После молебствия, отец Василий Холмогоров стал приводить к присяге всех добровольцев нового полка, как стрельцов, так и простых обывателей, записавшихся в новую рать. Толковали уже о формировании четырех других полков на тот же лад, с той же выдачей оружия и жалованья вперед.

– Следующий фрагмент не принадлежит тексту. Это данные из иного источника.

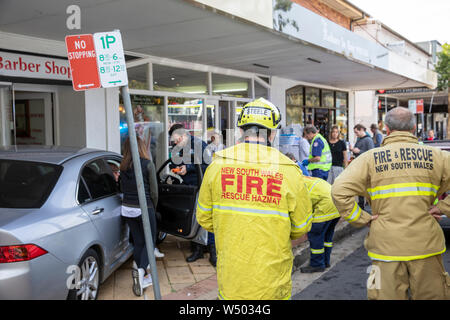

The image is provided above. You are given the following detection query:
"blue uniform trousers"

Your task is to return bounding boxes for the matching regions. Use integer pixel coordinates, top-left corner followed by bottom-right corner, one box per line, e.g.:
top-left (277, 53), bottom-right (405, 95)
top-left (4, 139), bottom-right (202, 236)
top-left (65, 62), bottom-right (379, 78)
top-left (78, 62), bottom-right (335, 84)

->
top-left (311, 169), bottom-right (329, 181)
top-left (308, 218), bottom-right (340, 268)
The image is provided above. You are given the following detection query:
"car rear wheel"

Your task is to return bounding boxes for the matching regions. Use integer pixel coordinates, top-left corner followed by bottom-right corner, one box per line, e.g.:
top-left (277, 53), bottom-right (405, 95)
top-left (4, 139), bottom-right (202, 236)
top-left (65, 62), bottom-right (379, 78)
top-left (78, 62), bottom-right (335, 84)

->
top-left (68, 249), bottom-right (100, 300)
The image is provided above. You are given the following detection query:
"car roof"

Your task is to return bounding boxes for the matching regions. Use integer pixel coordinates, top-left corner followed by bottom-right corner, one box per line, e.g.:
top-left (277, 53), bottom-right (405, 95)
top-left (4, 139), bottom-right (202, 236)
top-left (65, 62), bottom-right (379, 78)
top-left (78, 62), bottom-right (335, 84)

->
top-left (0, 145), bottom-right (118, 164)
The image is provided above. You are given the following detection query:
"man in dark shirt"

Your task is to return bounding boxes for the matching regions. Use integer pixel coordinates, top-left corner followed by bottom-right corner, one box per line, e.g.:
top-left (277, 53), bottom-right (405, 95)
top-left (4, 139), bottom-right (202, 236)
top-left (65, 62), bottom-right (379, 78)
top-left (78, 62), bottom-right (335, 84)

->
top-left (169, 123), bottom-right (217, 267)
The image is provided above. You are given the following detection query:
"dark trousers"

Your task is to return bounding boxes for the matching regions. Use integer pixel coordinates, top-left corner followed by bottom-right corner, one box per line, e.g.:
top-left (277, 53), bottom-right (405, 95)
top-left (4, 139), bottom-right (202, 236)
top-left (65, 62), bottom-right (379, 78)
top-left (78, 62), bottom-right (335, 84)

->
top-left (122, 205), bottom-right (156, 270)
top-left (311, 169), bottom-right (329, 181)
top-left (308, 218), bottom-right (340, 268)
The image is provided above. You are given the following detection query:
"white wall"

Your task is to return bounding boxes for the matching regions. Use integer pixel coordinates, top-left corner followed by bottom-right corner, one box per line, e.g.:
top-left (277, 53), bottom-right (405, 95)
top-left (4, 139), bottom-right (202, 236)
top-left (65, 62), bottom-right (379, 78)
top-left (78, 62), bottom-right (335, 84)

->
top-left (84, 88), bottom-right (120, 152)
top-left (349, 91), bottom-right (378, 142)
top-left (56, 86), bottom-right (86, 147)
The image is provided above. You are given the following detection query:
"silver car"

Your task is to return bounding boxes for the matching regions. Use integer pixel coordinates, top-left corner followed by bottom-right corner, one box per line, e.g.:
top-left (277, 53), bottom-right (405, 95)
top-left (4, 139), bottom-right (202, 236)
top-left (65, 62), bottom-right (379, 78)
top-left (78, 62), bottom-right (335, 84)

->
top-left (0, 146), bottom-right (133, 300)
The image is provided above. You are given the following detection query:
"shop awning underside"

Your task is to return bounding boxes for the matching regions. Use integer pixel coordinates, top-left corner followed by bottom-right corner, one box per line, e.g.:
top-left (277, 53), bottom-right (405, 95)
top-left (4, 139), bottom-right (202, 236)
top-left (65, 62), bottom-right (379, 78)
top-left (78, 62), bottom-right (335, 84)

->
top-left (0, 0), bottom-right (424, 90)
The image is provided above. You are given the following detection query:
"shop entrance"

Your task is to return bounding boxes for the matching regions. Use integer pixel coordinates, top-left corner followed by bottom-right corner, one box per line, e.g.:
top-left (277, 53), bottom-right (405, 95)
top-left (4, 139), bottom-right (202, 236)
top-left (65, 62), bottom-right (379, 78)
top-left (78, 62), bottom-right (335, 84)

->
top-left (13, 91), bottom-right (55, 145)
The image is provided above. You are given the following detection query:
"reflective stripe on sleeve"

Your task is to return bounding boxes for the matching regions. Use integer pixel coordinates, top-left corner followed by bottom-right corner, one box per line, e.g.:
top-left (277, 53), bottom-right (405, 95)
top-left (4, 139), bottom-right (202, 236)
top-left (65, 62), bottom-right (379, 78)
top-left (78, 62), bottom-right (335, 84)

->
top-left (367, 182), bottom-right (439, 200)
top-left (368, 248), bottom-right (446, 262)
top-left (345, 201), bottom-right (361, 222)
top-left (197, 202), bottom-right (212, 212)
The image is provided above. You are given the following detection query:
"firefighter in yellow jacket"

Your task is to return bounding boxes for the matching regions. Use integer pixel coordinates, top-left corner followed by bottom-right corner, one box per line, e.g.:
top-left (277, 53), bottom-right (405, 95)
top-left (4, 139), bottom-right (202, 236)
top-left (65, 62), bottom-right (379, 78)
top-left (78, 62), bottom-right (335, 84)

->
top-left (332, 107), bottom-right (450, 299)
top-left (300, 177), bottom-right (341, 273)
top-left (197, 98), bottom-right (312, 300)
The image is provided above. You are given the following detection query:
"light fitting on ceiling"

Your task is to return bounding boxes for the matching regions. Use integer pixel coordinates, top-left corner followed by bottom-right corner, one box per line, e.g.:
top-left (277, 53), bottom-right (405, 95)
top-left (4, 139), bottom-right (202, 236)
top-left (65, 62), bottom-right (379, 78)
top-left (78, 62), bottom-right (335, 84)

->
top-left (253, 63), bottom-right (270, 69)
top-left (306, 58), bottom-right (322, 63)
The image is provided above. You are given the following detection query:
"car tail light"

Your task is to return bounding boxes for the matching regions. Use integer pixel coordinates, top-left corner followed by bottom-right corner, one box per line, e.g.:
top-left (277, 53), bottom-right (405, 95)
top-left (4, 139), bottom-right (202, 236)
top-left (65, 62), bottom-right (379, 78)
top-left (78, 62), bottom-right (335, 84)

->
top-left (0, 244), bottom-right (47, 263)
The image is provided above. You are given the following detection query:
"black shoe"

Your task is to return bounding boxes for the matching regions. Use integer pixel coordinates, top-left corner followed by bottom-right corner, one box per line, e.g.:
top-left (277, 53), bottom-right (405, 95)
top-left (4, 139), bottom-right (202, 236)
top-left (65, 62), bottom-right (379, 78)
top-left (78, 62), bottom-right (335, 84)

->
top-left (208, 244), bottom-right (217, 268)
top-left (186, 242), bottom-right (203, 262)
top-left (300, 266), bottom-right (325, 273)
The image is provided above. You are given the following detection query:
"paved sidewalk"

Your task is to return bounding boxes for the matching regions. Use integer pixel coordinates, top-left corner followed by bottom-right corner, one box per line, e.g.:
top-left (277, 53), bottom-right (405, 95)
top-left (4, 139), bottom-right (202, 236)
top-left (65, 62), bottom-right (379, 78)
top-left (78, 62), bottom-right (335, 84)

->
top-left (98, 220), bottom-right (352, 300)
top-left (98, 235), bottom-right (217, 300)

Присяга, приносимая теперь в соборе, заключалась в том, чтобы стоять за истинную веру, за бороды, за платье, за обычай отцов и дедов и крепко стоять друг за друга, против всякого врага и против самой Москвы.
И как тихо и мирно сошлись сюда толпы народа, точно-так же мирно и вышли, толкуя и рассуждая по улицам, по слободам и у себя на дому про нового воеводу, новый полк, новые порядки.
Только некоторые поговаривали, качая головой:
— Вот тебе и бунт! Совсем не похоже… Чудно что-то. Ведь если эдак-то, то оно, почитай, будет даже лучше, чем при Тимофее Ивановиче. Разве что отвод глазам. Нет, нет, да и ахнут грабить… власти новые.
В сумерки того же дня случилось, однако, маленькое происшествие, которое окончательно ошеломило всех астраханцев.
На площади, среди слободы юртовских татар, была разграблена их молельня, убито несколько человек юртовцев и шум привлек довольно густую толпу народа. Оказалось, что шайка грабителей действовала тут без всяких предосторожностей, среди бела дня, как бы имея законное право на грабеж. Шайкой командовал хорошо известный всем красноярский душегуб Шелудяк. Не прошло получаса, как сюда же нагрянули, будто святым духом прочуявши беспорядок, новые стрельцы новобранцы нового воеводы. Молодцы эти оказались не под стать стрельцам прежнего воеводы. Живо все грабители с награбленным были перехватаны и перевязаны. Командир их, сам громадный Шелудяк, изранив ножом человека четыре, был скручен, повален на телегу, и новобранцы стрельцы победоносно двинулись к воеводскому правлению с пленными.